And according to David Halberstam’s “Playing for Keeps: Michael Jordan and the World He Made,” there’s this:
“Jordan, as if to emphasize Cartwright’s clumsiness, began to lay out banana peels for Cartwright to slip on.”
That is high-grade pettiness: premeditated, piercing, even cartoonish. To brandish his point, Jordan took a move straight out of “Mario Kart.”
The gambler
Jordan was infamous for betting on everything, from golf to cards. In 1993, he even trekked to the casinos of Atlantic City, New Jersey, the night before a playoff matchup against the New York Knicks. Here he is, courtesy of Halberstam’s book, sniffing out bets at the airport with his teammates. The rub: Jordan greased the dealer.
“Mark Pfeil, the [Bulls athletic] trainer, saw Michael reach in his pocket and pull out a fifty-dollar bill and give it to one of the baggage handlers. “Michael,” Pfeil said, “there’s no need to do that. That’s my job — I’m the one who takes care of the tips.” “Mark, just watch this,” Jordan said. So Pfeil made his way to the baggage conveyor, and there he found his team gathered around the mouth of it. He watched as Michael Jordan reached in his pocket and pulled out a hundred-dollar bill and put it down on the conveyor belt. Soon, the other players were putting their hundred-dollar bills alongside it. The bet was on whose baggage would come out first, and of course it was Jordan’s. Jordan made about $900 on the bet, and he had a huge grin on his face when it was over. “Not a bad return on a fifty-dollar investment,” he told Pfeil.”
Cut to a deep fake of Jordan telling his detractors that it’s not gambling if you know you’re going to win.
Basketball still misses Jordan
Popularity is extremely difficult to quantify, but when Jordan retired in 1993, he answered a question it would be impossible for anyone to isolate for: “What would the NBA look like without Jordan?”

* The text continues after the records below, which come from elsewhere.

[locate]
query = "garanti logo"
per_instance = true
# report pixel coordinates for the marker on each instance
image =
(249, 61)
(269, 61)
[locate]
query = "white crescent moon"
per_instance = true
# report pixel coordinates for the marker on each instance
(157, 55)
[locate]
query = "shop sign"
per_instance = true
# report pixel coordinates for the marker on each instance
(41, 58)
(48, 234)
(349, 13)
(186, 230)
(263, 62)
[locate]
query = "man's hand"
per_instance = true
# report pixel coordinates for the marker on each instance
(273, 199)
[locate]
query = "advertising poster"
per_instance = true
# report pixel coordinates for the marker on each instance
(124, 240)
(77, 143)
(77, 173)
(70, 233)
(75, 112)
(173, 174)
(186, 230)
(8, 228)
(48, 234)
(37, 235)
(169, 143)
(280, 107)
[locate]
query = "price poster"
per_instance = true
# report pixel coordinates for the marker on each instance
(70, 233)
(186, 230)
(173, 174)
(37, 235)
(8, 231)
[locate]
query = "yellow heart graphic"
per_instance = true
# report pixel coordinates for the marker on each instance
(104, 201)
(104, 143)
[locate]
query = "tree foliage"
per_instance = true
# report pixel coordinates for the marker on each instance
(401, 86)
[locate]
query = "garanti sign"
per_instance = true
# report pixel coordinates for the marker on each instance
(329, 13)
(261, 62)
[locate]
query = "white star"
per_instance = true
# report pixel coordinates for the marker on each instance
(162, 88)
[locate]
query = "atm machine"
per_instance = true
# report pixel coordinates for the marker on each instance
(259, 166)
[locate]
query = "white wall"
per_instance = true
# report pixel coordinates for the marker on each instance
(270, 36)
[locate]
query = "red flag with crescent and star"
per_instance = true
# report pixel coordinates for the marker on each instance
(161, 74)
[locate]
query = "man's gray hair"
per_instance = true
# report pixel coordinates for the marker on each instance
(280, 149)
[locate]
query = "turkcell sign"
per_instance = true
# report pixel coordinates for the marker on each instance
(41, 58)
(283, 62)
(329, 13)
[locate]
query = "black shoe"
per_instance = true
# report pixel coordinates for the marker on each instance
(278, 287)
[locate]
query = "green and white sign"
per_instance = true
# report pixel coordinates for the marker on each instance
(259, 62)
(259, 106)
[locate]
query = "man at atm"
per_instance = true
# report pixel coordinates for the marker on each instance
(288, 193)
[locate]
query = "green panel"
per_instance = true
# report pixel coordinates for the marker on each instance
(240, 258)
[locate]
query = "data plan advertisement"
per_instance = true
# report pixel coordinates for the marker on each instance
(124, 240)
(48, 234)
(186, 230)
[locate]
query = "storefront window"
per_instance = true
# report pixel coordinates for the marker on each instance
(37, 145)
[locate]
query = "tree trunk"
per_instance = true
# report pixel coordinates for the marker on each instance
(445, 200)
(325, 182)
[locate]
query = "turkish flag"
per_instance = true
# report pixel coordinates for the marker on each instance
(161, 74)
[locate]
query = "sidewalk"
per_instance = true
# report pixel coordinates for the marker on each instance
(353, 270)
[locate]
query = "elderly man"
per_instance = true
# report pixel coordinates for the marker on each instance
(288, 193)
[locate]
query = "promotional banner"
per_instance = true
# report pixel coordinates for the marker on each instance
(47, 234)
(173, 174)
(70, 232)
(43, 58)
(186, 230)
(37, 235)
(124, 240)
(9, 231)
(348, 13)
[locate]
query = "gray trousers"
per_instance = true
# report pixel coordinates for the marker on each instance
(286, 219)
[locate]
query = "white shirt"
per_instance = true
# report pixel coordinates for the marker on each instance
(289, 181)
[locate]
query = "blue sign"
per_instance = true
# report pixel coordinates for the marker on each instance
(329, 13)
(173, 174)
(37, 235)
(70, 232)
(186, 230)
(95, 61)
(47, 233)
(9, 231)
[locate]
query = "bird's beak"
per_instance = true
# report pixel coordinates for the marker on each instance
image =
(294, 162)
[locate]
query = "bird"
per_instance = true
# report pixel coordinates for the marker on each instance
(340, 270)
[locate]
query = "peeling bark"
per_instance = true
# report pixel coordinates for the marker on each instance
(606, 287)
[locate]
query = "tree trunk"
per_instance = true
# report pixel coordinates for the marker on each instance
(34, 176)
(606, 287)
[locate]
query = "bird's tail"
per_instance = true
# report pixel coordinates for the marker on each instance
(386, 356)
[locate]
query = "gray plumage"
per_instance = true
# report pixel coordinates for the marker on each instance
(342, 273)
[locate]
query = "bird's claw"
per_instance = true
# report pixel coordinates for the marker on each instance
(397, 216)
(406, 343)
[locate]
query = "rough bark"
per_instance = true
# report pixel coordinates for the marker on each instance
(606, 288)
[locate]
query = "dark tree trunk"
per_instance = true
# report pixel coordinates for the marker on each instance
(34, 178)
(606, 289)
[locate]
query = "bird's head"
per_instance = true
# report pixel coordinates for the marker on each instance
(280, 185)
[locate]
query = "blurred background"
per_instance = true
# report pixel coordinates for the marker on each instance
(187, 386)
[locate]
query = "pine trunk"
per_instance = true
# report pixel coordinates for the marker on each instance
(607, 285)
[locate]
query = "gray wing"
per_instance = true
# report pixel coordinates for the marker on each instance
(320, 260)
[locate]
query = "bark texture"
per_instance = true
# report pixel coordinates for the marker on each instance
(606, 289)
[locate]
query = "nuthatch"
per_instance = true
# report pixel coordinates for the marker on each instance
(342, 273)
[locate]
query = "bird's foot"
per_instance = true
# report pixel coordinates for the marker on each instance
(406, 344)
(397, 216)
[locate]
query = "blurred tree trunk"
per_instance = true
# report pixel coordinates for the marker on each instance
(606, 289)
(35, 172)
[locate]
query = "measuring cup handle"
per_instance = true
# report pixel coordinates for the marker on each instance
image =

For a lot of viewers, it would look like another channel. From Sam Smith’s “The Jordan Rules:”
“The television ratings climbed fairly systematically in [Jordan’s] earlier appearances in the Finals, reaching an unheard-of 17.9 in his third visit, against Phoenix, in 1993. That rating translated into an estimated 27.2 million Americans. But what was interesting about these numbers to [NBC president] Dick Ebersol was that so great a percentage was directly attributable to Jordan. The network and the league learned the truth of this the hard way a year later when Jordan was on his baseball sabbatical and the Bulls did not make the Finals. The ratings of most of the other playoff games stayed about the same, but the Finals’ ratings dropped dramatically to 12.4, or about 17.8 million Americans. That meant that roughly a third of the audience had been there essentially for Michael Jordan. Two years later, when he returned to basketball and brought the Bulls to two more championships, the ratings went back up to 16.7 in 1996 and 16.8 in 1997, or roughly 25 million people.”
Game 6 of the 1998 NBA Finals — Jordan’s final game in a Bulls uniform — remains the most-watched Finals game of all time.